Before long, I could not handle it on my own. I had become too dependent on AI for the routine tasks.

Richard Barnes, who is 31 and works as a marine biologist and restaurant server in Hawaii, is similarly skeptical. “I don’t know if I would think differently about someone who uses ChatGPT, but I would be like, ‘come on,’” he said. “You don’t need to rely on it to make a grocery list. Your life is probably not that hard. We can make the list together.”

Public Personalities and Tech Professionals Speaking Out.

Guillermo del Toro’s statement that he’d “rather die” over using generative AI received significant attention. Ditto for, SZA’s Instagram stories rant against the tech cautioning about “environmental racism” and expressing fear over users who are “codependent on a machine”. The same goes for when Simu Liu, Alison Roman, Céline Dion, Emily Blunt, and others issued statements that are skeptical of AI in their various industries. I believe these quotes spread widely for a reason: people sympathize with them.

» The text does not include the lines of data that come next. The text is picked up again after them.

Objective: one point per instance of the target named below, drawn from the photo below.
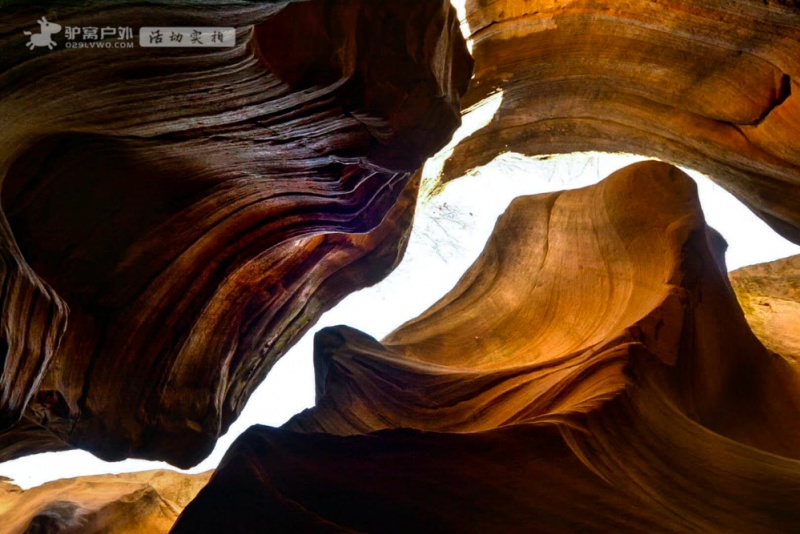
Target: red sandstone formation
(134, 503)
(708, 84)
(770, 297)
(592, 371)
(173, 220)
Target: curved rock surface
(592, 371)
(770, 297)
(706, 84)
(173, 220)
(147, 502)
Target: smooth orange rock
(770, 296)
(592, 371)
(197, 210)
(147, 502)
(706, 84)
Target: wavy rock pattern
(592, 371)
(770, 296)
(706, 84)
(146, 502)
(196, 211)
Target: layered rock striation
(174, 219)
(705, 84)
(592, 371)
(147, 502)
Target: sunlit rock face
(770, 297)
(706, 84)
(147, 502)
(592, 371)
(174, 220)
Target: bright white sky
(449, 233)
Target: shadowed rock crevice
(707, 85)
(196, 210)
(592, 371)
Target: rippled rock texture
(173, 220)
(592, 371)
(707, 84)
(147, 502)
(770, 296)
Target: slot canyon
(174, 220)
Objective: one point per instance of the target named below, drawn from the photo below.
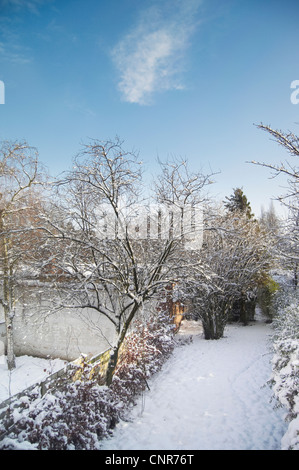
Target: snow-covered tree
(288, 237)
(232, 263)
(238, 203)
(104, 255)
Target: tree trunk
(8, 299)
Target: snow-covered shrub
(80, 413)
(76, 416)
(285, 363)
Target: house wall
(65, 334)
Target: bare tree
(19, 173)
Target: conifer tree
(238, 202)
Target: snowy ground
(210, 395)
(29, 370)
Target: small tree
(233, 260)
(19, 173)
(287, 238)
(101, 249)
(238, 203)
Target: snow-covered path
(210, 395)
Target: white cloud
(149, 58)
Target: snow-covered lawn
(209, 395)
(29, 370)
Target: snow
(210, 395)
(29, 370)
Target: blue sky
(183, 78)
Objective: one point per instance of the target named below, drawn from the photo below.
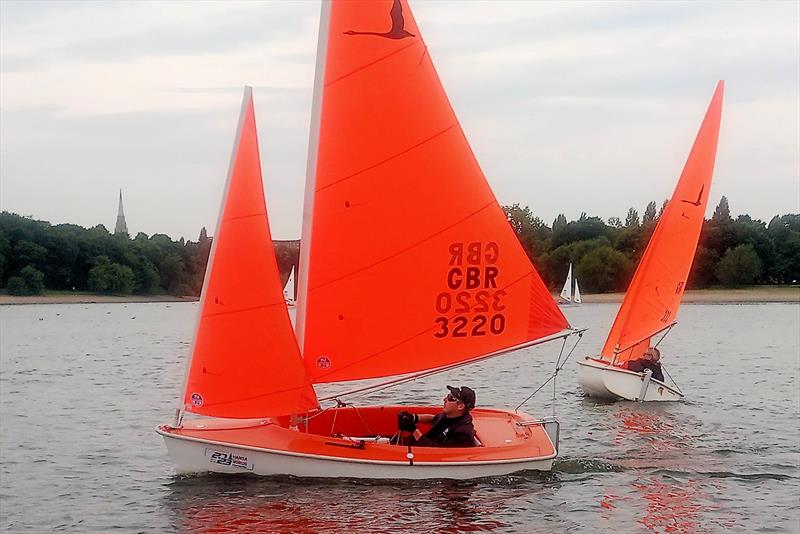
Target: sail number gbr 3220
(471, 305)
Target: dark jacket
(638, 366)
(444, 432)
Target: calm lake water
(83, 386)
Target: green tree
(703, 268)
(531, 231)
(603, 269)
(34, 280)
(663, 207)
(722, 213)
(559, 223)
(739, 266)
(16, 286)
(632, 218)
(109, 277)
(649, 213)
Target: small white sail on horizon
(289, 288)
(566, 291)
(570, 294)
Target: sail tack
(245, 359)
(412, 264)
(654, 295)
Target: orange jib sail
(245, 360)
(411, 263)
(654, 295)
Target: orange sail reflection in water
(235, 355)
(413, 264)
(654, 295)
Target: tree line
(731, 252)
(35, 255)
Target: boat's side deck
(501, 435)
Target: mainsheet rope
(559, 365)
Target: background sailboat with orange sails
(654, 295)
(443, 282)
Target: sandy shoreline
(91, 299)
(744, 295)
(711, 296)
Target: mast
(311, 172)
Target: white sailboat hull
(600, 380)
(191, 455)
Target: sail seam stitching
(394, 156)
(366, 65)
(243, 217)
(242, 310)
(403, 251)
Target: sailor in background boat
(450, 428)
(650, 360)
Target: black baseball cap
(464, 394)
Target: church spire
(121, 227)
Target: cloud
(569, 107)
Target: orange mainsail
(652, 301)
(245, 359)
(410, 262)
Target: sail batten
(411, 263)
(654, 296)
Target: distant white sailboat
(289, 289)
(570, 293)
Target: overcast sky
(568, 106)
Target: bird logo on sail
(699, 196)
(397, 31)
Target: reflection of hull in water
(511, 442)
(600, 380)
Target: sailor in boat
(450, 428)
(651, 359)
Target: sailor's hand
(407, 421)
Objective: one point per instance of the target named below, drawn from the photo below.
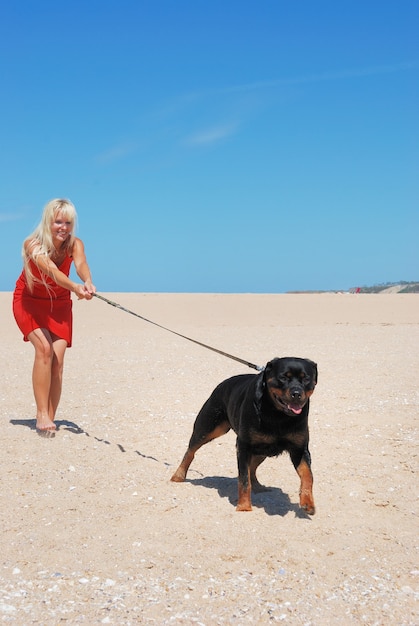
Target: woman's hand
(84, 292)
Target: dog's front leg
(302, 464)
(243, 461)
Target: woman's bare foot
(45, 427)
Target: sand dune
(93, 531)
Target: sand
(94, 532)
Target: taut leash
(204, 345)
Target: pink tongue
(295, 409)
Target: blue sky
(218, 146)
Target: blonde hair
(40, 241)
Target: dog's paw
(178, 477)
(307, 504)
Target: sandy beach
(94, 532)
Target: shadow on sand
(274, 501)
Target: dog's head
(289, 382)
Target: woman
(42, 303)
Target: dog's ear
(260, 387)
(315, 371)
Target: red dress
(44, 308)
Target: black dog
(269, 414)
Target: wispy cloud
(318, 77)
(211, 135)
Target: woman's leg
(59, 347)
(41, 376)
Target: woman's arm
(82, 267)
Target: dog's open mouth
(291, 407)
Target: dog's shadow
(274, 501)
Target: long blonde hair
(40, 241)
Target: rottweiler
(269, 414)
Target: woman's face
(61, 229)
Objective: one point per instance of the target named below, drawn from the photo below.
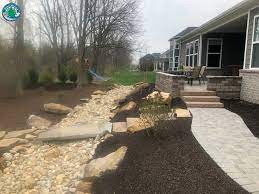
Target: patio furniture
(195, 75)
(203, 73)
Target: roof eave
(207, 26)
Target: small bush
(62, 75)
(89, 77)
(153, 113)
(73, 76)
(31, 78)
(46, 77)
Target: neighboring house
(174, 59)
(226, 44)
(162, 64)
(147, 62)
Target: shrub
(31, 78)
(62, 75)
(153, 114)
(73, 76)
(89, 76)
(46, 77)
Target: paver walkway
(227, 139)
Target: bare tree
(95, 24)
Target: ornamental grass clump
(154, 113)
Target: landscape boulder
(131, 106)
(30, 137)
(57, 108)
(19, 134)
(85, 186)
(110, 162)
(7, 144)
(139, 92)
(99, 92)
(135, 125)
(164, 97)
(38, 122)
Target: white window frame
(253, 43)
(221, 48)
(192, 44)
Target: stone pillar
(170, 83)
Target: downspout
(200, 50)
(247, 30)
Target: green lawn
(125, 77)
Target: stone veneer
(250, 85)
(226, 87)
(170, 83)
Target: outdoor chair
(195, 75)
(203, 73)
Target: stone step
(204, 105)
(201, 98)
(198, 93)
(119, 127)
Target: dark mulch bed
(176, 164)
(15, 111)
(173, 162)
(248, 111)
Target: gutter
(218, 18)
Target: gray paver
(229, 142)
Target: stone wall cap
(171, 75)
(220, 77)
(249, 71)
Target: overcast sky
(165, 18)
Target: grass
(126, 77)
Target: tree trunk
(19, 51)
(82, 78)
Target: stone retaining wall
(170, 83)
(250, 85)
(227, 87)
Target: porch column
(200, 51)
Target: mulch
(15, 111)
(249, 112)
(172, 162)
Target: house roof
(239, 10)
(182, 33)
(165, 54)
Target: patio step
(201, 98)
(204, 104)
(198, 93)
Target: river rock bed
(39, 168)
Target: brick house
(228, 45)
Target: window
(255, 45)
(176, 55)
(214, 53)
(192, 54)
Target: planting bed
(247, 111)
(172, 162)
(14, 112)
(175, 164)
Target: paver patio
(227, 139)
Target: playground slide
(98, 77)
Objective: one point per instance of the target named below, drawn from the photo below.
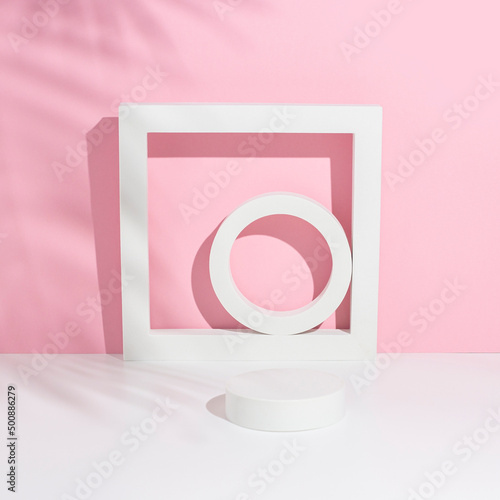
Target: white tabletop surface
(420, 415)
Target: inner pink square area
(279, 262)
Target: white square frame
(140, 341)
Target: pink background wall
(433, 66)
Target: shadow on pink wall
(103, 166)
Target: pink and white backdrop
(66, 65)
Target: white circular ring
(280, 322)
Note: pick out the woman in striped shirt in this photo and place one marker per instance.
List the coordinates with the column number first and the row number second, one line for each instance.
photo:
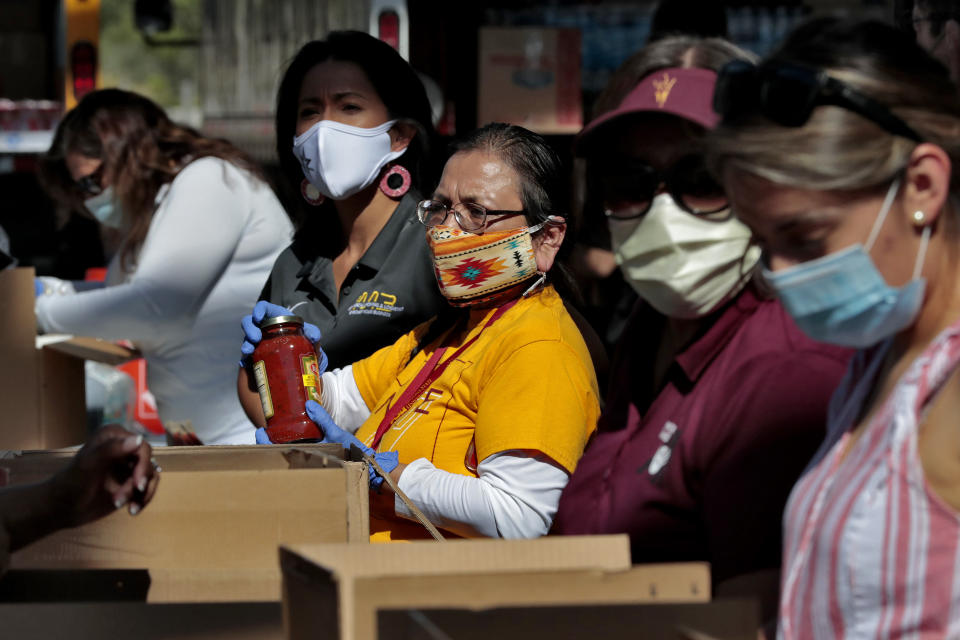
column 841, row 152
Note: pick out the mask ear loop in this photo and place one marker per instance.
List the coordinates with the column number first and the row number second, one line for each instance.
column 884, row 210
column 543, row 274
column 922, row 252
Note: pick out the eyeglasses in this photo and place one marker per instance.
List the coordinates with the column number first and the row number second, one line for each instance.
column 627, row 187
column 90, row 183
column 469, row 215
column 788, row 94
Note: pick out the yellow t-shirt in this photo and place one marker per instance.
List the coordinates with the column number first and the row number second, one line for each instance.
column 527, row 383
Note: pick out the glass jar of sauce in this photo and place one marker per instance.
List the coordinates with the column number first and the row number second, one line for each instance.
column 287, row 375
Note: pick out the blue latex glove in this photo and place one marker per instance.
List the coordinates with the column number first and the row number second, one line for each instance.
column 253, row 335
column 388, row 460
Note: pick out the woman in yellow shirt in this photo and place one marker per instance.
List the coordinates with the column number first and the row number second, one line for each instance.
column 481, row 414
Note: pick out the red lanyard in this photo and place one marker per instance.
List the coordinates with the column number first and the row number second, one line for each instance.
column 427, row 375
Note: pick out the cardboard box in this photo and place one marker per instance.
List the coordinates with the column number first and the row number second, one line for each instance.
column 132, row 620
column 212, row 530
column 720, row 620
column 336, row 590
column 530, row 76
column 43, row 402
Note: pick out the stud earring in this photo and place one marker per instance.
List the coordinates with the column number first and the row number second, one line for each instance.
column 311, row 194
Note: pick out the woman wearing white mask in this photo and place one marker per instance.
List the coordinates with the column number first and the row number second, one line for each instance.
column 859, row 226
column 199, row 229
column 353, row 132
column 481, row 414
column 717, row 400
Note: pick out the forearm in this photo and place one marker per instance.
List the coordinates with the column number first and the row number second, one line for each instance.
column 342, row 400
column 134, row 311
column 515, row 496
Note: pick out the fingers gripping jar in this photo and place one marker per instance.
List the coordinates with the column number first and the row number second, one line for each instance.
column 287, row 375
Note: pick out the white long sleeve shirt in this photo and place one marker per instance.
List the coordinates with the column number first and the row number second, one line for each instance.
column 211, row 244
column 515, row 494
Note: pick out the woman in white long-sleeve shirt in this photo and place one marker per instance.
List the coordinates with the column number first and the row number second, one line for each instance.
column 200, row 231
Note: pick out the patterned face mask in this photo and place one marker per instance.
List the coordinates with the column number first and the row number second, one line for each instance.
column 473, row 269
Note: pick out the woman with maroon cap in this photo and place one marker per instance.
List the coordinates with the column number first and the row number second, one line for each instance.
column 718, row 400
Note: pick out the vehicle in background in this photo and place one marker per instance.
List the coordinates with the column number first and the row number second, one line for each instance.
column 50, row 50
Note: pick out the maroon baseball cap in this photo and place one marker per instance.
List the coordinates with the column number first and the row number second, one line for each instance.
column 687, row 93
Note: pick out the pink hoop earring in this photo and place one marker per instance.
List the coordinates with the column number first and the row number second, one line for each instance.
column 396, row 181
column 311, row 194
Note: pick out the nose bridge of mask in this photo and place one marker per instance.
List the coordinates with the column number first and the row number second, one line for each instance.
column 341, row 160
column 314, row 130
column 672, row 225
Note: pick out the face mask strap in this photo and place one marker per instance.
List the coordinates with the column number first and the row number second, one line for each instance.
column 537, row 283
column 922, row 252
column 884, row 210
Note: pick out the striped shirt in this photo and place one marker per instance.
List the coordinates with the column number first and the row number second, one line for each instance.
column 869, row 550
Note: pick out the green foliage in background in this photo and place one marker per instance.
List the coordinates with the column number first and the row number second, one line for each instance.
column 164, row 74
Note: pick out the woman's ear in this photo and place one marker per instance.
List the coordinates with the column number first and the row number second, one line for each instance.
column 927, row 181
column 547, row 243
column 401, row 133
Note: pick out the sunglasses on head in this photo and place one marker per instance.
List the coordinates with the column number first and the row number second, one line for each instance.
column 628, row 186
column 787, row 94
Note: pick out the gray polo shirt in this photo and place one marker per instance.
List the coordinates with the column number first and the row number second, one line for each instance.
column 390, row 290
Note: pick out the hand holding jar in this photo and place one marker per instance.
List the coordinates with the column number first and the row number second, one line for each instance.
column 287, row 368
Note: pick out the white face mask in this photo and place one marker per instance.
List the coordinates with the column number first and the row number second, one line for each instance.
column 340, row 160
column 683, row 265
column 105, row 209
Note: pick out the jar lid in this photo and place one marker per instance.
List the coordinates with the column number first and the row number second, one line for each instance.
column 275, row 320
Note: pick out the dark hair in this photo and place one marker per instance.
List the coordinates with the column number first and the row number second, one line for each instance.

Even, to an extent, the people who power the tech industry. Last month, Pinterest introduced a filter that lets users turn off AI content. Meta lets users mute, but not entirely remove, similar content on Instagram. Sources suggested that “cursor resistance” is on the rise, as some Silicon Valley professionals won’t use AI to write their code.

{Luciano Noijeen, a lead software engineer working in Greece and the Netherlands, told me that he enthusiastically used AI in the past to write or enhance his coding.|According to Luciano Noijeen, a {lead|

Cody Martin
Cody Martin

A passionate gamer and tech writer with over a decade of experience covering indie and AAA titles across multiple platforms.